Grasland roept om tweede mestgift
De gemiddelde ruw eiwitgehaltes in het verse gras daalden afgelopen week tot onder de 180 gram ruw eiwit per kilo droge stof. Bij het weiden is het opletten dat de koeien voldoende eiwit vanuit het verse gras binnenkrijgen. De variatie is groot. Gras van vroeg gemaaide of geweide percelen die inmiddels voor een tweede keer bemest zijn, bevat wel ruim voldoende eiwit.
Maaisnedes
Bij percelen die nog gemaaid moeten worden en boven de 4 ton droge stof uitkomen, gaat het aandeel eiwit stevig onderuit tot ruim onder de 150 gram.
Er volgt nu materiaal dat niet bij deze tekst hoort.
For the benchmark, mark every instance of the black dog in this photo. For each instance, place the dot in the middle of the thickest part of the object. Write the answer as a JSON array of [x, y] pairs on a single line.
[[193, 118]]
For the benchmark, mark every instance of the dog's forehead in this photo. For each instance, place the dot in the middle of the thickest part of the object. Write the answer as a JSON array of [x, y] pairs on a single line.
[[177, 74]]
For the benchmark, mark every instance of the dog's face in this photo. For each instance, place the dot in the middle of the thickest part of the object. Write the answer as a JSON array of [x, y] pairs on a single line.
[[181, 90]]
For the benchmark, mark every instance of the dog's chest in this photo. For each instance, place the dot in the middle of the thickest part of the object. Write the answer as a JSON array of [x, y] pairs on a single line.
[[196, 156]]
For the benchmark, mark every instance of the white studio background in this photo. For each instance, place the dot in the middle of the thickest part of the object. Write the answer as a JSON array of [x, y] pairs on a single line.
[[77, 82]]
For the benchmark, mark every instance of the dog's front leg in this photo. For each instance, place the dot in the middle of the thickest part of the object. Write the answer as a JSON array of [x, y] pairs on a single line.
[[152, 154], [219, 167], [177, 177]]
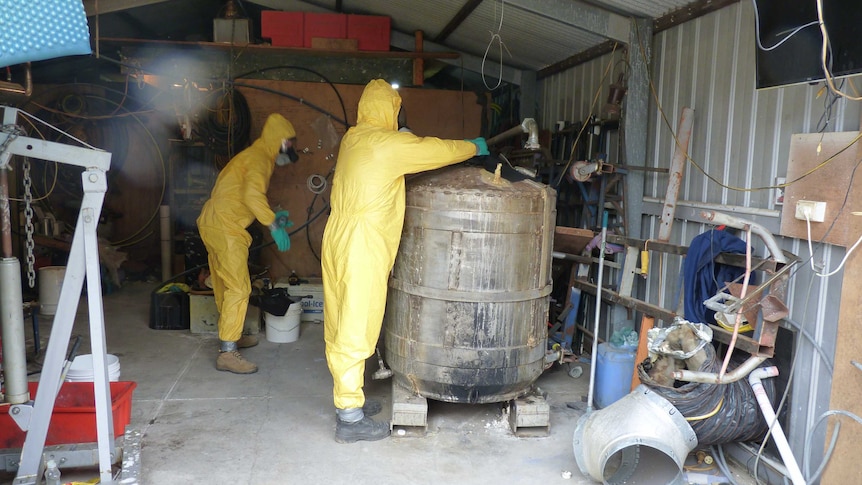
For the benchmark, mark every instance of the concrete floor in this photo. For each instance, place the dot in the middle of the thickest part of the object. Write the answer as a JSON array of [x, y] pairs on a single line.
[[276, 426]]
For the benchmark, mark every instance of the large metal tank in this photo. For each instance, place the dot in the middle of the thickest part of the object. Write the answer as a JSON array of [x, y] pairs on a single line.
[[467, 308]]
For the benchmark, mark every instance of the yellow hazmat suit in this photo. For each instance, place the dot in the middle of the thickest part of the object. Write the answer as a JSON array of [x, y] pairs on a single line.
[[364, 229], [238, 198]]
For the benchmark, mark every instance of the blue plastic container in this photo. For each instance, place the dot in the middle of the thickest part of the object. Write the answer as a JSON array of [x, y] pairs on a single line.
[[614, 368]]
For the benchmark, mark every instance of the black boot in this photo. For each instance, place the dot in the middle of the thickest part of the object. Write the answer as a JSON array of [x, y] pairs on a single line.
[[365, 429], [372, 407]]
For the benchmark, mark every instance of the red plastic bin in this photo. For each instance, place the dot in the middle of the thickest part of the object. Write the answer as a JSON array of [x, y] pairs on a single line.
[[74, 418], [324, 25], [372, 31], [284, 29]]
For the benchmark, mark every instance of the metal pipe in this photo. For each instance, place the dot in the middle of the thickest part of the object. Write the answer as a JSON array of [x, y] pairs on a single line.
[[720, 218], [5, 215], [751, 211], [712, 378], [529, 125], [165, 229], [12, 316], [777, 433], [595, 349]]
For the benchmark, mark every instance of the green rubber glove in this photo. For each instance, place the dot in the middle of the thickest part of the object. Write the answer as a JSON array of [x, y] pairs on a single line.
[[281, 238], [278, 230], [481, 146]]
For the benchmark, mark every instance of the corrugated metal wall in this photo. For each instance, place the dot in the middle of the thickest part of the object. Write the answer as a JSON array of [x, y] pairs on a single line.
[[741, 137]]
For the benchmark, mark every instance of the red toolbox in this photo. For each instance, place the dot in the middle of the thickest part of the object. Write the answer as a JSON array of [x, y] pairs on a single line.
[[372, 31], [283, 29], [74, 418], [324, 25]]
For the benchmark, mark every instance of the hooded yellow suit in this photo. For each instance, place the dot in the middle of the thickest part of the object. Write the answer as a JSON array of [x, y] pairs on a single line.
[[364, 229], [238, 198]]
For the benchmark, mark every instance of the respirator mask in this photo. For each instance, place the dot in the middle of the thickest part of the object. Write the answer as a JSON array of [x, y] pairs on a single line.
[[286, 154]]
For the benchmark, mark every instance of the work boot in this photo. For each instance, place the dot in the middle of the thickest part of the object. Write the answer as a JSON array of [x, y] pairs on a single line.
[[232, 361], [247, 341], [365, 429], [372, 407]]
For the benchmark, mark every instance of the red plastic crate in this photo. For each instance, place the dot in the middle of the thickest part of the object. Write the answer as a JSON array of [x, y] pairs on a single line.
[[372, 31], [284, 29], [324, 25], [74, 418]]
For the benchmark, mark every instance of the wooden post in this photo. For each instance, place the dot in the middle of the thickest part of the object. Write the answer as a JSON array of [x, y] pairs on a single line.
[[418, 63], [677, 166], [646, 324]]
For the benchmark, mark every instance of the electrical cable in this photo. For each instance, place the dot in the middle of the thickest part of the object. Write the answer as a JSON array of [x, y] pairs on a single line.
[[783, 40], [718, 456], [495, 36], [312, 71], [295, 98], [664, 117], [824, 55], [820, 419]]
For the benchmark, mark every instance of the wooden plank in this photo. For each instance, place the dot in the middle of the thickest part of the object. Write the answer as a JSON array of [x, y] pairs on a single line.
[[828, 181], [847, 379], [571, 240]]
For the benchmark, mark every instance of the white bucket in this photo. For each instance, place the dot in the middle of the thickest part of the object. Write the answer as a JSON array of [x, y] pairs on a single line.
[[81, 369], [285, 329], [50, 282]]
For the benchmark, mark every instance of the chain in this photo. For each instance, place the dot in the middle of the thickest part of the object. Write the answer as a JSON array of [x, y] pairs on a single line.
[[28, 216]]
Maar ook op percelen in Noord-Nederland waar nog geen dikke maaisnede staat, loopt het eiwitgehalte in het gras terug. Dit komt omdat de tijd tussen de bemesting en het maaien steeds groter wordt. Door het relatief koude voorjaar viel de groei tegen en is het maaiseizoen zeker een tot twee weken opgeschoven. De opname van stikstof door het gras is daarentegen toch gestaag doorgegaan. Daardoor is er nu weinig stikstof meer beschikbaar voor het gras vanuit de eerste mestgift.
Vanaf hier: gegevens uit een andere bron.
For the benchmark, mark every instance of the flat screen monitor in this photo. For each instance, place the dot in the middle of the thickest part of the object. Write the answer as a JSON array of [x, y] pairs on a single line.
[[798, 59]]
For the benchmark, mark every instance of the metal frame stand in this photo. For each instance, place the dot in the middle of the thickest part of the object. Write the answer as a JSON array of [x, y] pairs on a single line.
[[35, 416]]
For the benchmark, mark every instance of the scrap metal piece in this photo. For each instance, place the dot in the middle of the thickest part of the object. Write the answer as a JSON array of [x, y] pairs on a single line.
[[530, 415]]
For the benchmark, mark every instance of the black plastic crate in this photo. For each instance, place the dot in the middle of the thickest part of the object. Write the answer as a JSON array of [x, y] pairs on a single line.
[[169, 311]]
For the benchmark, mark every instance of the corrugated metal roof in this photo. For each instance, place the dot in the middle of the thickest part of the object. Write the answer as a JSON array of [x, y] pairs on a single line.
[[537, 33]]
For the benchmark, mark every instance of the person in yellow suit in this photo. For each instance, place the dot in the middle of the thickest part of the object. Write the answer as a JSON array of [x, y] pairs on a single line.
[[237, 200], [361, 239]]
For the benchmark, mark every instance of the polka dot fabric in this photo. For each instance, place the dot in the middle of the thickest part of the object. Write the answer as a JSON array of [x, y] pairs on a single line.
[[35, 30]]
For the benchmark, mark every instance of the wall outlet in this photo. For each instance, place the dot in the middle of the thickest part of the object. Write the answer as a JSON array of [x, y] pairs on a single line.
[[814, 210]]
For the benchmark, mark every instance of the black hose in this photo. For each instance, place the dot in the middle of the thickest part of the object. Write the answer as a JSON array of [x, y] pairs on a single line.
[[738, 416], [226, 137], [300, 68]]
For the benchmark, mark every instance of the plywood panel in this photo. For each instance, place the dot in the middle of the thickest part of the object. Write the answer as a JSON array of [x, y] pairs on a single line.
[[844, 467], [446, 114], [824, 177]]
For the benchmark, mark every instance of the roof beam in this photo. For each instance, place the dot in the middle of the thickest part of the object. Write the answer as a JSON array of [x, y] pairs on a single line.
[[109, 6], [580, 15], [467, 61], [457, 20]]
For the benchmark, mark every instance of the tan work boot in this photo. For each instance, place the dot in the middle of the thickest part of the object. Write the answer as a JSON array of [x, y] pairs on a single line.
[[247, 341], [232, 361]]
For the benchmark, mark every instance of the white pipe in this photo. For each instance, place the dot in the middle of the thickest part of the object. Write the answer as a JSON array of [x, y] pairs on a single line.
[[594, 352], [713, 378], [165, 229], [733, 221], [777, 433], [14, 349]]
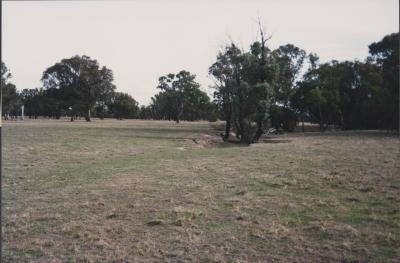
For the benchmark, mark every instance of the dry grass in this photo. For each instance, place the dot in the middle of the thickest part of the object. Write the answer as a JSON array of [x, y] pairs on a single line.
[[152, 191]]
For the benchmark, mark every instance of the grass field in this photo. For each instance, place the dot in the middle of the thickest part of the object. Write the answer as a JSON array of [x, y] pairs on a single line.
[[153, 191]]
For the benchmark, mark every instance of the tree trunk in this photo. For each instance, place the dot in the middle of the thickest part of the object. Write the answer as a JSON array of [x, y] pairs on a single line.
[[88, 116]]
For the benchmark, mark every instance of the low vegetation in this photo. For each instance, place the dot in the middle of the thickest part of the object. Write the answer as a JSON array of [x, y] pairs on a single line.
[[127, 191]]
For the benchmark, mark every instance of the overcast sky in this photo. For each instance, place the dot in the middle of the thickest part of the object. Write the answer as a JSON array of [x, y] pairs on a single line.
[[143, 40]]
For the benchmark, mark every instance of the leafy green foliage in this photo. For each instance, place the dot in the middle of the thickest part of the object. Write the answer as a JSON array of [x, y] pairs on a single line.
[[124, 106], [77, 84], [180, 99]]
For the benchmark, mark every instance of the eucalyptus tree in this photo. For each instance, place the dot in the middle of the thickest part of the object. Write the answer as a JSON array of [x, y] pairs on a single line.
[[180, 97], [77, 83], [10, 99]]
Voederwaarde weidegras nog hoog
Naast het eiwitgehalte daalt ook het aandeel suiker in het gras, al is dit erg afhankelijk van het weer. Een paar zonnige dagen kan het suikergehalte weer flink doen stijgen. De voederwaarde van jong weidegras ligt nog relatief hoog; gemiddeld rond de 1050 VEM. Bij maaipercelen treedt verhouting in en gaat de voederwaarde wel terug, al is dit weer sterk afhankelijk van de zwaarte van de snede.